La habituación —la disminución gradual de la respuesta a la estimulación repetida— no es solo una peculiaridad de los cerebros animales. Una nueva revisión de Matthew Smart, Stanislav Y. Shvartsman y Martin Mönnigmann (arXiv, 2026) muestra que el mismo principio dinámico subyace a la habituación en organismos que van desde criaturas unicelulares hasta humanos, e incluso en dispositivos electrónicos. Su trabajo identifica una estructura no lineal mínima que todos los sistemas de habituación deben tener, ofreciendo un marco universal para comprender esta forma básica de aprendizaje.
La investigación
Los autores, de la Universidad de Princeton y la Universidad del Ruhr en Bochum, se propusieron responder una pregunta audaz: dados los rasgos clásicos de la habituación —la disminución de la respuesta con la repetición y la recuperación cuando el estímulo cesa—, ¿cuál es el sistema dinámico más simple que puede producirlos? Formalizaron estos rasgos como restricciones de comportamiento en la relación entrada-salida y demostraron que los sistemas lineales invariantes en el tiempo (LTI), un elemento básico de la teoría de control, son estructuralmente incapaces de satisfacerlos. En otras palabras, no importa cómo ajustes un filtro lineal, no puede exhibir una verdadera habituación.

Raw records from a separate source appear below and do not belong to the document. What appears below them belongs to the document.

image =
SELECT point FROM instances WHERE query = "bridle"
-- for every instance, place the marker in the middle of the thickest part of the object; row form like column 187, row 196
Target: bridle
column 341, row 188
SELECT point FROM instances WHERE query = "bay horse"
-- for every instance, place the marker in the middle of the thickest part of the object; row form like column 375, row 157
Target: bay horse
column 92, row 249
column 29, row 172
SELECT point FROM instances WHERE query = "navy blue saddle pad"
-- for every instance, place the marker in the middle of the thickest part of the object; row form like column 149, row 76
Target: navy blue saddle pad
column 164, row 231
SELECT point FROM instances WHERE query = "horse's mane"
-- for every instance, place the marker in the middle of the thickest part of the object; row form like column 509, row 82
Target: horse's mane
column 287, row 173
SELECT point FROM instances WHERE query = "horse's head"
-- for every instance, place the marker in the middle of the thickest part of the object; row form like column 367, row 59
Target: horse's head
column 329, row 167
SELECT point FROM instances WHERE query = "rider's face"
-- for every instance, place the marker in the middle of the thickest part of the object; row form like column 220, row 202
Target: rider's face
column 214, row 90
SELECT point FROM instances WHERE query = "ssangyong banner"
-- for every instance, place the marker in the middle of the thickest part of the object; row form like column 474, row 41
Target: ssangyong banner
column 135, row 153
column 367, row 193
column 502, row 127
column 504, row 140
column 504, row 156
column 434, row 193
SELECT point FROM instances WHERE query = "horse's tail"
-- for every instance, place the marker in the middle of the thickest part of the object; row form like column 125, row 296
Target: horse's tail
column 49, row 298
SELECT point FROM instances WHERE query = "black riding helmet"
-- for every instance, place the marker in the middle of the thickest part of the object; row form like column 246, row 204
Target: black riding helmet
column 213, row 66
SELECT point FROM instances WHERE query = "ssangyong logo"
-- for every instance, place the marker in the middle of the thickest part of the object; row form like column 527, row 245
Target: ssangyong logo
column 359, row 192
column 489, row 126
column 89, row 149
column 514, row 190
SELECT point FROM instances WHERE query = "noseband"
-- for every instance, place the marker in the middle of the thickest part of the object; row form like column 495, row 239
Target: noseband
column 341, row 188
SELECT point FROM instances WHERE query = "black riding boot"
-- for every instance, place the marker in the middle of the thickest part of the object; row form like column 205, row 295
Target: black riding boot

En cambio, construyeron motivos no lineales minimalistas: dinámica lineal de desvanecimiento de la memoria seguida de una no linealidad estática. Demostraron que esta simple cascada puede replicar todos los rasgos en diversos contextos. Luego conectaron estos motivos con modelos de sistemas biológicos específicos, desde circuitos neuronales en babosas de mar hasta redes de regulación genética, y con realizaciones físicas como circuitos analógicos y computación transitoria en aprendizaje automático. La clave es la interacción entre un estado interno que se adapta lentamente y una lectura no lineal, que juntos crean la disminución y recuperación características.
Por qué es importante
Este trabajo es más que un ejercicio académico. Sugiere que la habituación es una propiedad fundamental de cualquier sistema —vivo o no— que procesa señales repetidas. Para tu propio cerebro, significa que la habituación no es un fallo sino una característica: te ayuda a filtrar estímulos constantes y a concentrarte en lo nuevo. Comprender el mecanismo universal puede informar cómo entrenas tu atención y memoria. Si sabes que tu cerebro se habitúa a la información repetida, puedes introducir deliberadamente novedades para mantener el aprendizaje efectivo. Por ejemplo, espaciar tus sesiones de estudio y variar tu práctica puede prevenir la habituación y mejorar la retención.
Qué puedes hacer
Para aplicar esta idea, intenta cambiar tu entorno o enfoque cuando sientas que tu mente se desconecta. Toma una ruta diferente, baraja tus tarjetas de memoria o estudia en un lugar nuevo. Estas pequeñas interrupciones pueden reenganchar tu atención y potenciar la consolidación de la memoria. También considera tu propio umbral 'no lineal': ¿qué nivel de novedad necesitas para mantenerte alerta? Experimenta para encontrar lo que te funciona.